Alec Covin

alec covin



Juillet 2005

 

 

 

 

Bonjour Alec Covin. Tout d'abord, pourriez-vous présenter et nous décrire votre parcours?
Je suis né en 1970. Après des études scientifiques (j'ai obtenu haut la main un bac C, eh oui !) je me suis tourné vers la littérature, le cinéma et les arts plastiques. Une fois mon DEA d'esthétique de l'art obtenu à la Sorbonne, j'ai travaillé dans le milieu de l'art contemporain durant plusieurs années avant de me mettre sérieusement à écrire. Si le cinéma m'a donné le goût des genres (fantastique, western, polar, S.-F., etc.), l'art moderne m'a apporté un certain regard sur les ruses de la représentation.


Pourquoi avoir choisi les mots alors que vous aviez également une formation dans l'image? Et pourquoi avoir choisi ce genre qu'est le fantastique et qui est relativement délaissé en France?
Le thème central de mon œuvre est la peur et j'aimerais décliner ce thème dans de nombreux genres. Le fantastique, mais aussi la S.-F., la comédie de mœurs, etc. J'ai commencé par le fantastique parce que c'est un genre que j'aime bien en littérature comme au cinéma.


Quelles sont vos influences? Tant littéraires que dans d'autres domaines comme le cinéma?

Voici la liste de quelques-uns des films qui m'ont sinon influencé, du moins marqué (pour des raisons, d'ailleurs, très différentes) : Le King Kong de Shoedsack et Cooper, la Féline de Tourneur, la Nuit du chasseur de Laughton, Shining de Kubrick, la Nuit des morts vivants de G. Romero, Alien de R. Scott, les Dents de la mer de Spielberg. Enfin trois œuvres magistrales de maître Carpenter : Halloween, Fog et Vampires. Comme on le voit, on peut être plus mal entouré...
Quant aux livres, je citerai Ghost Story de Straub, et surtout les premiers romans de S. King, ceux des années 70 et 80 (certes moins bien écrits que les suivants, moins « littéraires » mais, bon sang, bigrement plus efficaces !) Je suis une légende de R. Matheson constitue pour moi le saint Graal du fantastique. Parmi les livres plus anciens, je donnerai une mention spéciale au Diable amoureux du pauvre Cazotte ainsi qu'à Aurélia de Nerval, deux textes infiniment supérieurs aux productions sans âme de Théophile Gautier.
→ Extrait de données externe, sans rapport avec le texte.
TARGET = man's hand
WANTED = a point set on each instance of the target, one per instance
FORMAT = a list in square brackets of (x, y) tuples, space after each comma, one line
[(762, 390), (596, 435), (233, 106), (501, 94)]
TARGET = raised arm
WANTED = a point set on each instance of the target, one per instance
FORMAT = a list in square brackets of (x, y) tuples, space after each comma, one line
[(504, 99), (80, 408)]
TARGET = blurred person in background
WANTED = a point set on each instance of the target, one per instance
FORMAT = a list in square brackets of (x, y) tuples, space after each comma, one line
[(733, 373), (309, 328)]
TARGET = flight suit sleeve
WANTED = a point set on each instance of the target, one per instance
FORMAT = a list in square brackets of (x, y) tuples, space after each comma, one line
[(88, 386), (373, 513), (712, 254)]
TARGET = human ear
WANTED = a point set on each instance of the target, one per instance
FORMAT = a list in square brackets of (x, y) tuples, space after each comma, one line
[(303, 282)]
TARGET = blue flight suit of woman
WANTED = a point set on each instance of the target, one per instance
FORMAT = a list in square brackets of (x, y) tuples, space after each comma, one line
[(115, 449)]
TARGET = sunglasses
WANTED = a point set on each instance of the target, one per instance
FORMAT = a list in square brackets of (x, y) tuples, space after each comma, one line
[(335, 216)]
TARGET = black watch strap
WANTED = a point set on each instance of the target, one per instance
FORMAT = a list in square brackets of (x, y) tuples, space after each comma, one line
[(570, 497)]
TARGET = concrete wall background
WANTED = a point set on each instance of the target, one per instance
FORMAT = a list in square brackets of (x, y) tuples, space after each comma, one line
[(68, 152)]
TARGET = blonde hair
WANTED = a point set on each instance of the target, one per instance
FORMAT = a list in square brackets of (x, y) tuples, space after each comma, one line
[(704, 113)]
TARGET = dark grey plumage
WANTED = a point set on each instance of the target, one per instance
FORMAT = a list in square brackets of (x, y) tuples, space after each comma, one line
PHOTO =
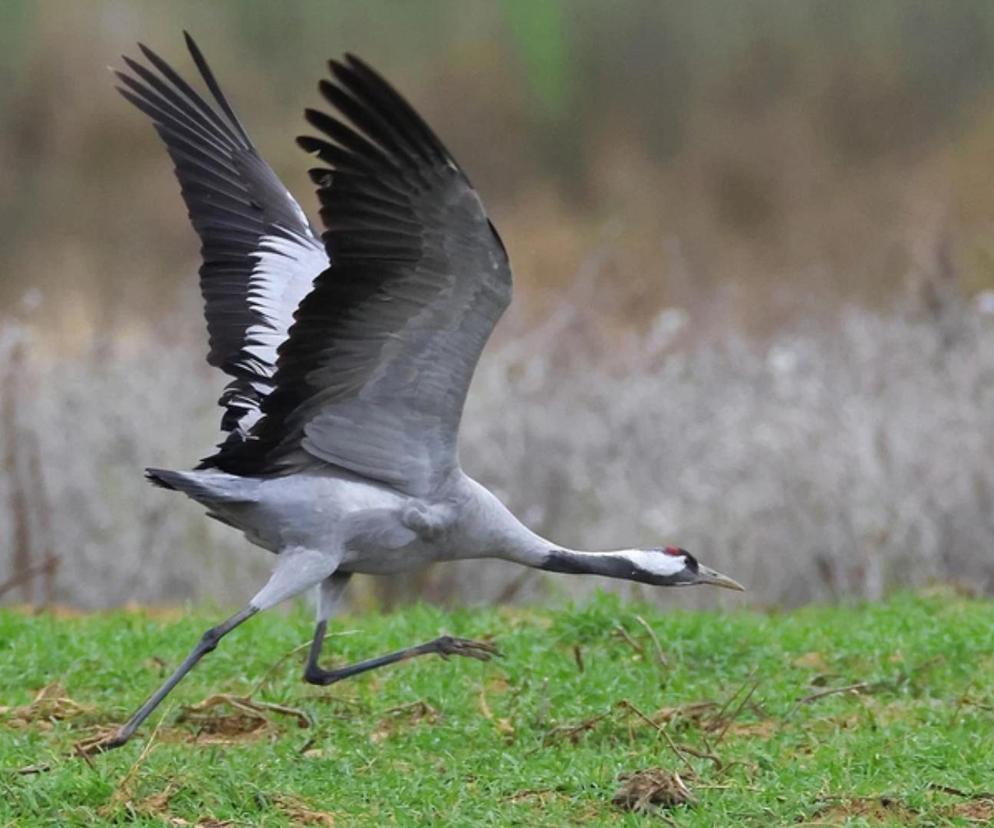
[(237, 205), (341, 456), (375, 371)]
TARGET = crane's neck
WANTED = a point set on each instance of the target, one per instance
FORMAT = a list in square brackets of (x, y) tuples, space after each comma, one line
[(645, 565), (504, 536)]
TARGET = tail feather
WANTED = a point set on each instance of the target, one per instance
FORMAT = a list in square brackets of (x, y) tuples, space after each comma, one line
[(205, 486)]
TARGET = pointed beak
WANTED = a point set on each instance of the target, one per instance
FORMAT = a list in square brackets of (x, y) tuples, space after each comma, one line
[(710, 576)]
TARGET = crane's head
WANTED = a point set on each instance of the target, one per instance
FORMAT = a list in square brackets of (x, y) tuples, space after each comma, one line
[(666, 566), (672, 566)]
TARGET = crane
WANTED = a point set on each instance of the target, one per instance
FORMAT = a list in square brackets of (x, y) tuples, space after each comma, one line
[(350, 354)]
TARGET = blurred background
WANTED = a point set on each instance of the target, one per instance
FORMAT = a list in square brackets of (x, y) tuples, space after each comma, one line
[(754, 257)]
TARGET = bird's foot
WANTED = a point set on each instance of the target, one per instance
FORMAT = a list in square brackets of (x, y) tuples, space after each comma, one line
[(100, 743), (446, 646)]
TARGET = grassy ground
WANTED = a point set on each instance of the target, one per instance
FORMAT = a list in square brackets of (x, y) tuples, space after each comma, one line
[(749, 710)]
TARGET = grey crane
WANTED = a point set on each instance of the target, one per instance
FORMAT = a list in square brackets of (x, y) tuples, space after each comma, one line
[(350, 354)]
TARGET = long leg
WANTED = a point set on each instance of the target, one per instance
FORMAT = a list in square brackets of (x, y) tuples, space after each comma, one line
[(208, 641), (331, 591)]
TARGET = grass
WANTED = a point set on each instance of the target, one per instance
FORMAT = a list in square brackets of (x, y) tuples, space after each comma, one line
[(748, 708)]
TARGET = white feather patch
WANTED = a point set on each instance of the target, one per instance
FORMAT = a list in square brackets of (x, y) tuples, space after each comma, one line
[(655, 561)]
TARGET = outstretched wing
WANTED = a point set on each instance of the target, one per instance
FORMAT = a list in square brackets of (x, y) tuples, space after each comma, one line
[(260, 255), (375, 371)]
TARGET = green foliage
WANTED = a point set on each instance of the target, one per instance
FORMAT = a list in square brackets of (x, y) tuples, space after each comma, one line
[(528, 739)]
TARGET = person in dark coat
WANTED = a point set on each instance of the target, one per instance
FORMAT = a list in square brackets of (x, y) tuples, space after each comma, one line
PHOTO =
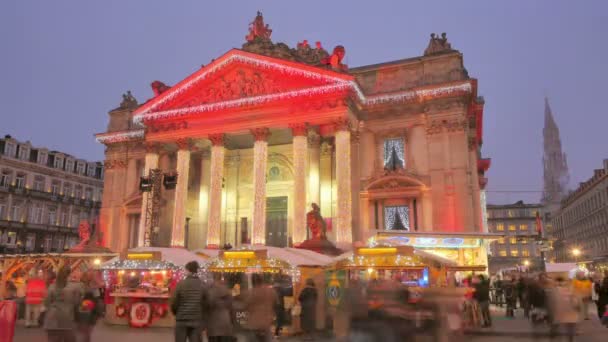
[(188, 303), (220, 326), (279, 309), (603, 297), (308, 301), (482, 296)]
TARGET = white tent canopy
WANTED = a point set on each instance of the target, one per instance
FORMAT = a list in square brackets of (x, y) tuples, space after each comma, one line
[(177, 256)]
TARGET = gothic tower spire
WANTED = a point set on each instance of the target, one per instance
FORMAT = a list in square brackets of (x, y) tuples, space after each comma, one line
[(555, 166)]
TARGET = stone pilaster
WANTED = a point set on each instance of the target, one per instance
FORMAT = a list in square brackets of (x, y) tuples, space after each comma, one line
[(300, 166), (181, 194), (344, 233), (216, 175), (260, 159), (151, 162)]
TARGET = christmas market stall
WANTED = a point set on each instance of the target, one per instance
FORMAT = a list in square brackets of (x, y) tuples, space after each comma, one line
[(139, 285), (284, 268)]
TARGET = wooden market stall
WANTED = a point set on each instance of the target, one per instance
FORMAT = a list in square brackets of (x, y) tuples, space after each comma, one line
[(139, 285), (286, 268)]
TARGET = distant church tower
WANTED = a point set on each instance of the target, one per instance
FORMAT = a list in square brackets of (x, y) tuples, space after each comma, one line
[(555, 166)]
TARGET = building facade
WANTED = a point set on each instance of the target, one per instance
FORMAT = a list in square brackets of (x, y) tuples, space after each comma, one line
[(259, 134), (43, 197), (519, 247), (582, 221)]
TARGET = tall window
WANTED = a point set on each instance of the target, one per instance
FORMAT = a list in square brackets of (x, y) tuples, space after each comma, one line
[(69, 165), (52, 216), (77, 191), (80, 168), (20, 181), (55, 187), (39, 183), (58, 162), (10, 149), (397, 218), (24, 152), (5, 178), (42, 157), (67, 189), (394, 154)]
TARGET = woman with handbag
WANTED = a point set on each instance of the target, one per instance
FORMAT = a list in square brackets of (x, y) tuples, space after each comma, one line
[(60, 303)]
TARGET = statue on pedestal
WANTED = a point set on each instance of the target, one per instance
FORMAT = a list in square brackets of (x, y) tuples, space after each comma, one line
[(316, 224)]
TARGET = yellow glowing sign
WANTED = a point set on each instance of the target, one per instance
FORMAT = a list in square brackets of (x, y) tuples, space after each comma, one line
[(239, 254), (377, 251), (140, 256)]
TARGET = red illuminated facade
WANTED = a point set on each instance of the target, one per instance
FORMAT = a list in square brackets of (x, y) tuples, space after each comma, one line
[(262, 132)]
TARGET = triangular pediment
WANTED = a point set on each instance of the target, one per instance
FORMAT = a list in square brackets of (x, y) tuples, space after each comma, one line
[(243, 76)]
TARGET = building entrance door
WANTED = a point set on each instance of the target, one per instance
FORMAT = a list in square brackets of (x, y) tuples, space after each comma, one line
[(276, 221)]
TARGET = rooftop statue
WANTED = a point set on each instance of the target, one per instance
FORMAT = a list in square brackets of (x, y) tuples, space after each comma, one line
[(258, 30), (437, 44)]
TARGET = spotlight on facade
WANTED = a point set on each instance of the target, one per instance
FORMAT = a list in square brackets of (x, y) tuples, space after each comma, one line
[(170, 181), (145, 184)]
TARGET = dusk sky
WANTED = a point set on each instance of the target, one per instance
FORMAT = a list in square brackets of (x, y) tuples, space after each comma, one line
[(64, 64)]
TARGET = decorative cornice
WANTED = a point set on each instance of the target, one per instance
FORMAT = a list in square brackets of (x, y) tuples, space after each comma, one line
[(260, 134), (218, 139), (118, 137), (299, 129)]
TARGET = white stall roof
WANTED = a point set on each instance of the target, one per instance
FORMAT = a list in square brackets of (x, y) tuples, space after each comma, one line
[(178, 256)]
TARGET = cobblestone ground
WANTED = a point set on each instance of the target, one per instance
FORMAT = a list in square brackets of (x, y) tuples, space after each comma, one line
[(503, 330)]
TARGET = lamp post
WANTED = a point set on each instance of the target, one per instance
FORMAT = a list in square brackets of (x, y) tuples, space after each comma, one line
[(576, 252)]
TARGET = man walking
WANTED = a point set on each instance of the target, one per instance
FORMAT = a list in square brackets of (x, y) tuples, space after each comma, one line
[(188, 304)]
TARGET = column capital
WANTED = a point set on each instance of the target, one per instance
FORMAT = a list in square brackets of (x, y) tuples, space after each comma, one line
[(184, 143), (260, 134), (299, 129), (342, 124), (217, 139), (152, 147)]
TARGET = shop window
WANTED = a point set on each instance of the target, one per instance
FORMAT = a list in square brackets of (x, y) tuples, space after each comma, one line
[(20, 181), (397, 218), (39, 183), (394, 154)]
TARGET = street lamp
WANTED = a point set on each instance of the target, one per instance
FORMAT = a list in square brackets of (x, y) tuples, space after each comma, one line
[(576, 252)]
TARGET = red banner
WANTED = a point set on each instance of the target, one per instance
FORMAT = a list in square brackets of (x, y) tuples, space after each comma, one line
[(8, 317)]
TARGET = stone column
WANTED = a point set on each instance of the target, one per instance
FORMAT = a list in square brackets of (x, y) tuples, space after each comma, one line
[(151, 163), (216, 174), (300, 166), (181, 193), (314, 174), (199, 235), (344, 233), (260, 158)]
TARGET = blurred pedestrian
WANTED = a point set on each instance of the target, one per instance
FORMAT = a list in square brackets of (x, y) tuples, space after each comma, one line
[(308, 301), (35, 291), (221, 319), (279, 308), (565, 308), (259, 304), (90, 307), (581, 286), (482, 296), (60, 304), (188, 303)]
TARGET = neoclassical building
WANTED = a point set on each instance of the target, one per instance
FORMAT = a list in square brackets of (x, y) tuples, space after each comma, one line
[(262, 132)]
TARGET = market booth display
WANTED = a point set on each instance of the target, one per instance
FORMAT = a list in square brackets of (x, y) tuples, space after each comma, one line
[(139, 285), (286, 268)]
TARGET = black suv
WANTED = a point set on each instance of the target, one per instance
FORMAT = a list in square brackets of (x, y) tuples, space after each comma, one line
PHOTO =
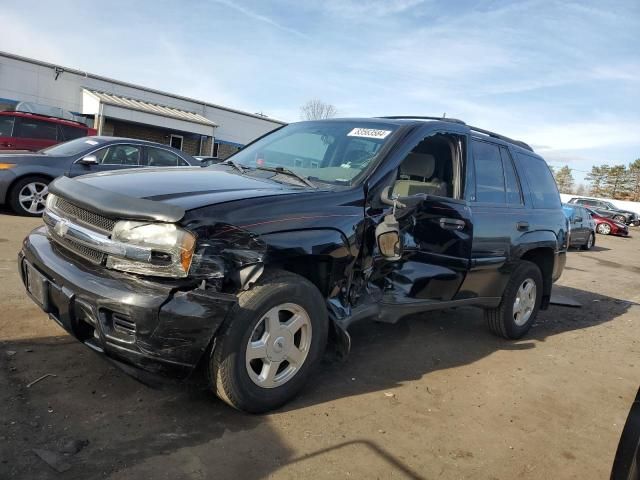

Parlons maintenant un peu plus de votre roman, Les loups de Fenryder. Comme je l'ai dit, il s'agit de votre premier roman. Vous y traitez la Peur sous toutes ses formes. Pourquoi ce choix qui touche à un aspect des plus intimes de l'être humain? N'avez pas eu peur d'être dépassé et de tomber dans du déjà-vu bien que vous arriviez à vous renouveler à travers le roman?
En littérature fantastique comme ailleurs, tout a déjà été dit. Les découvertes de nos prédécesseurs sont devenues nos stéréotypes. Le rôle de l'écrivain, aujourd'hui, est de se confronter à ces formes figées, de les interroger et de les revivifier. En somme, agiter de nouveau le cocktail et permettre une nouvelle redistribution des ingrédients afin de conférer à l'ensemble une couleur inédite. Quand Kubrick reprend dans son film Shining le thème archi rebattu du lieu maudit, il en donne une nouvelle lecture en utilisant non pas un vieux château à la Poe mais un grand hôtel tout ce qu'il y a de plus contemporain. Dans mes Loups de Fenryder, c'est (avec beaucoup d'ironie, je l'avoue) un Bed&Breakfast perdu dans les forêts septentrionales de la Louisiane d'aujourd'hui. Plusieurs faits sont à noter ici.
* 1 D'abord, j'ai retenu, comme cadre de mon roman, le nord de la Louisiane et non le sud pour ne pas verser dans le cliché de la Louisiane marécageuse avec ses cajuns, ses crocodiles et ses cyprès « chauves ». J'ai voulu montrer un autre visage de la Louisiane, une Louisiane moins connue que celle de la Nouvelle-Orléans et de Baton Rouge.
* 2 Contrairement aux habitudes du genre, le danger ne vient pas des bois qui entourent la demeure des Baldwing. Au contraire, les bois leur apporteront le salut et cela en pleine nuit !
Je laisse à la sagacité de mes lecteurs le soin de continuer ce petit exercice d'interprétation.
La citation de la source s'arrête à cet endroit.